Team: Math Majors Unite
Members: Georgia Channing, Harry Channing, Owen Queen, Shannon Hall
Machine learning has become an increasingly prevalent tool in business from product recommendations to user feedback interpretation. Most of the organizations that moved quickly to integrate machine learning techniques into their workflows had the resources to hire machine learning engineers and data scientists to turn their data into actionable insights. Hiring machine learning engineers and data scientists is expensive, and is out of reach for most small and medium businesses. That doesn’t mean that they shouldn’t be able to leverage machine learning to improve their businesses and make their lives easier. Enter Dolphyn: a one-stop shop for interpreting large scale customer feedback. Machine learning shouldn’t be monopolized by Fortune500 companies, but should be available to small and medium businesses, who now more than ever need all the support they can get [1].
While there exist lots of plug-and-play machine learning libraries, such as Keras, sci-kit learn, and TensorFlow, even the small amount of coding necessary to get models up and running is a barrier to entry. Our product will smooth the path to integrating machine learning into small business workflows by creating an easy-to-use interactive web platform. Our product will cut down on the overhead needed for the preprocessing steps of machine learning, and it will ideally give small businesses the tools they need to incorporate machine learning into their business development.

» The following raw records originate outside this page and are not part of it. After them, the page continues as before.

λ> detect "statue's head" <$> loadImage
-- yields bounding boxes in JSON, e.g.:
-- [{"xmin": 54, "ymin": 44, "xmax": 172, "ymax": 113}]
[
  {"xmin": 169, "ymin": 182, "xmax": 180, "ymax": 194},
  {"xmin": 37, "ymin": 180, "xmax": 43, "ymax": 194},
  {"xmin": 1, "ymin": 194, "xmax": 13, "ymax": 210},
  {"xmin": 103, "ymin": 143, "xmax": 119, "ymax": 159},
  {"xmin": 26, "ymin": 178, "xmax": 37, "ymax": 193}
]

There are user-friendly tools on the market utlized by large and small businesses alike, but most of these services require paid subscriptions. Tableau is a popular analytics platform used by many companies outside of the tech industry [2], but this service requires a paid subscription. While our product will not be nearly as robust as Tableau's services, our basic mission is the same: provide businesses with an easy platform to gain insights from their data. The advantage of our service is that it will be free for use, increasing access to tools that will allow small businesses to make data-driven decisions.
Our team has varying degrees of experience with machine learning and the preprocessing steps that we will need to implement. We are all fairly new to web application development, so creating both a front and back end for a web application will be a big part of our project and a big learning experience overall. All team members have experience with the Python programming language, which is what we will primarily use for the project through the Django library. We expect that the mixture of math, computer science, and business backgrounds within our team will help us to successfully implement the features that we will need, all the while focusing on the needs of our potential clients.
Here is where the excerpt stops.